A proposito delle modalità operative di affrontare il cambiamento climatico le esternazioni più significative le hanno fatte due ex banchieri, dandoci un prezioso filo rosso per capire dove tutto questo processo può andare a parare. Una è di Mario Draghi quando afferma: «Non è un problema di soldi. Oggi abbiamo capito una cosa: a prescindere dal fatto che si tratti di nuove tecnologie o programmi infrastrutturali per l’adattamento ai cambiamenti climatici, il denaro può non essere più un vincolo se portiamo dalla nostra parte il settore privato. Parliamo di decine di trilioni di dollari».

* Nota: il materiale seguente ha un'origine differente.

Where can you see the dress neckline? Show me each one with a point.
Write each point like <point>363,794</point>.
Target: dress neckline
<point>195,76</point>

Il secondo e – almeno in Italia – meno conosciuto ex banchiere è Mark Carney, governatore della Bank of England fino a marzo 2020, che ha detto: «Se guardiamo alla situazione oggi, vediamo che ci sono 130mila miliardi di dollari nel core della finanza globale che in modo crescente cercano progetti ad emissione zero, e sarebbero lieti di andare presso una grande impresa per prestarle i soldi o investirci se hanno dei piani per abbattere le emissioni».

Già sappiamo che aggressive lobby legate a pensatori liberisti e agli evangelici hanno cercato di minimizzare l’impatto del cambiamento climatico screditando coloro che lo sostenevano. Adesso che ai grandi vertici se ne parla senza tentennamenti la strategia probabilmente può considerarsi esaurita, ma Carney fa intravedere un pericolo ancora più grande: l’alta finanza vuole mettere le mani sul tema.

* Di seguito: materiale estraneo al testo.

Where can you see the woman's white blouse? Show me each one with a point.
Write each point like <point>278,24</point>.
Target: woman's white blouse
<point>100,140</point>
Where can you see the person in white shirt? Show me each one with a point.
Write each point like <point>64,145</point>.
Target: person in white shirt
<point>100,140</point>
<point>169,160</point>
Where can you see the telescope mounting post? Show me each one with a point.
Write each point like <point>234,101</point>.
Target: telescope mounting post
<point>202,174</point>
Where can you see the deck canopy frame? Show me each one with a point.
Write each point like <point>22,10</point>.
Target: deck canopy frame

L’ex governatore non parla a titolo personale, ma a nome di un gruppo chiamato Glasgow Financial Alleance for Net Zero (Gfanz) che comprende 450 soggetti appartenenti ad ogni segmento del settore finanziario: assicurazioni, banche, agenzie di rating, consulenza finanziaria, un po’ tutti insomma: da McKinsey a Deutsche Bank, da Morgan Stanley ai Lloyd. Tutti appassionati al fine di decarbonizzare l’economia, con altisonanti dichiarazioni e patinate brochure con illustrazioni di pale eoliche nel verde.

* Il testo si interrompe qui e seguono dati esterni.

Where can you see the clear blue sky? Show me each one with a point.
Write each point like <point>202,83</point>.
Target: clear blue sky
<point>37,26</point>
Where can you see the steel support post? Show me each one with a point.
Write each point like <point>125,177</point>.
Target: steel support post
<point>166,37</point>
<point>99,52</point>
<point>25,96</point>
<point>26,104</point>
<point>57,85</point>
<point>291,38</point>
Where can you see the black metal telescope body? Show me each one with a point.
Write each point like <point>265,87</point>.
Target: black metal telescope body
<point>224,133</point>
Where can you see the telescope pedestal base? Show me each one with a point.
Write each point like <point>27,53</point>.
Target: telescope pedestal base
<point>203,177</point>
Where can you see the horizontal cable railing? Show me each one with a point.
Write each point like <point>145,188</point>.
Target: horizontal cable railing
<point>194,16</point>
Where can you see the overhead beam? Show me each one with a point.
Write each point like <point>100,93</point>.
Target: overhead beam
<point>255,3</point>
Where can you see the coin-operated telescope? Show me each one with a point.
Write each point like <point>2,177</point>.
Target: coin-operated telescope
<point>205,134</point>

Già il fatto che la punta di diamante della finanza globale investa in un enorme numero di attività ambientalmente dannosissime con pochi imbarazzi dovrebbe indurre qualche sottile dubbio sulla genuinità di un tale afflato ecologista. Ma se vediamo le linee di proposta leggiamo di tre livelli specifici: nuovi investimenti di capitale, gestione degli investimenti già esistenti e advocacy presso presso (altre) potenti corporation. Se colleghiamo il primo elemento col discorso di Draghi si colgono le (non troppo sorprendenti) implicazioni: dato che la conversione dell’assetto economico in chiave ambientale comporterà grandissimi costi, per sostenerli sarà indispensabile la cooperazione del settore privato.

Ricorda abbastanza la gestione dei servizi per i cittadini con partnership pubblico-privato, che in generale finivano bene per il privato e maluccio per il pubblico (sia nel senso dello Stato, che alla fine doveva cacciare i soldi per remunerare la controparte, sia per i cittadini-fruitori, che si trovavano con bollette esose e servizi non sempre all’altezza). Qui si parla di nuovi investimenti, e presumibilmente di prodotti finanziari «green» – campo in cui la Commissione UE si è già assai portata avanti, vedendo la finanza «verde» un’occasione per affermare la potenza dell’euro e fattore di maggiore competitività mondiale.

Da molti si propone l’emergenza ambientale per trasformare una crisi in opportunità; ma presso il gruppo Gfanz l’opportunità pare essere non quella di cambiare il sistema in modo sostanziale, ma di rinvigorirlo volgendo a vantaggio dei soggetti dominanti e padronali l’energia politica, col mitico «capitalismo verde». Di sicuro è chiaro quando Draghi nomina «la nostra parte» a quale parte si riferisca e di che qualità sia il suo «ambientalismo».